Eminönü’ne gidildiğinde Mısır Çarşısı yakınlarındaysanız mis gibi kahve kokusu sarar dört yanınızı. Bu koku sizi adeta bir mıknatıs gibi kendisine çeker.
Çay kalabalıkları kahve yalnızlığın içeceğidir denilse de, yayılan bu mis gibi Türk Kahvesi kokusu ile insan kalabalığını kahve alma kuyruğunda sıraya dizer. Bazen önünden geçerken bankalarda bulunan sıra alma makinelerinden olsa burada diye içimden geçirsem de kalabalık öyle nizami ilerler ve tükenir ki “yok yok, gerek bile yokmuş” derim.

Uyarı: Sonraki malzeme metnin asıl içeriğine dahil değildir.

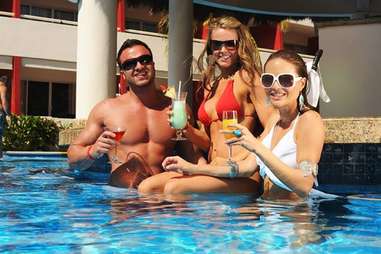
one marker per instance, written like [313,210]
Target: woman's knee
[174,187]
[147,186]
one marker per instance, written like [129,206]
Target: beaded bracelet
[88,153]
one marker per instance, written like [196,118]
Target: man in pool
[141,118]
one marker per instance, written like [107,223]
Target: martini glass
[119,132]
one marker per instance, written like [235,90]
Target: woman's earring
[301,102]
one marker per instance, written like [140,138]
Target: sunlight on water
[45,208]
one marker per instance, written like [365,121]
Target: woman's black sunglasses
[131,63]
[229,44]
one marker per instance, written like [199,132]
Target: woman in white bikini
[287,152]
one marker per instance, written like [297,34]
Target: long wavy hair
[293,58]
[248,54]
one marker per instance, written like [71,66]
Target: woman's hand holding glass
[243,137]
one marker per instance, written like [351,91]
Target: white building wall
[351,70]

Bu kahvecinin adı: Kurukahveci Mehmet Efendi’dir ve Kuzguncuklu Museviler için ayrıcalıklı bir yeri bulunmaktadır. Sebebine Haldun Hürel “İstanbul’u Dinliyorum Gözlerim Açık” isimli kitabının 832. sayfasında şöyle yer vermiştir: “Özellikle Musevilerin yerleşmeyi yeğledikleri bir semt olan Kuzguncuk’ta, bu gayrimüslimlere, mezarlık alanı olarak kullanmaları için arazilerini bağışlayan ünlü Kurukahveci Mehmet Efendi, çok sevilen bir zat olmuştu. Hahambaşı da Kurukahvecinin bu iyiliği karşısında, bütün Musevilerin kahvelerini Mehmet Efendi’den almalarını isteyince, kahvecinin şanı almış yürümüş Kuzguncuk’ta.”
Hep derim yiyecek ve içecek sadece fizyolojik bir mesele/gereklilik değil sosyolojik bir meseledir.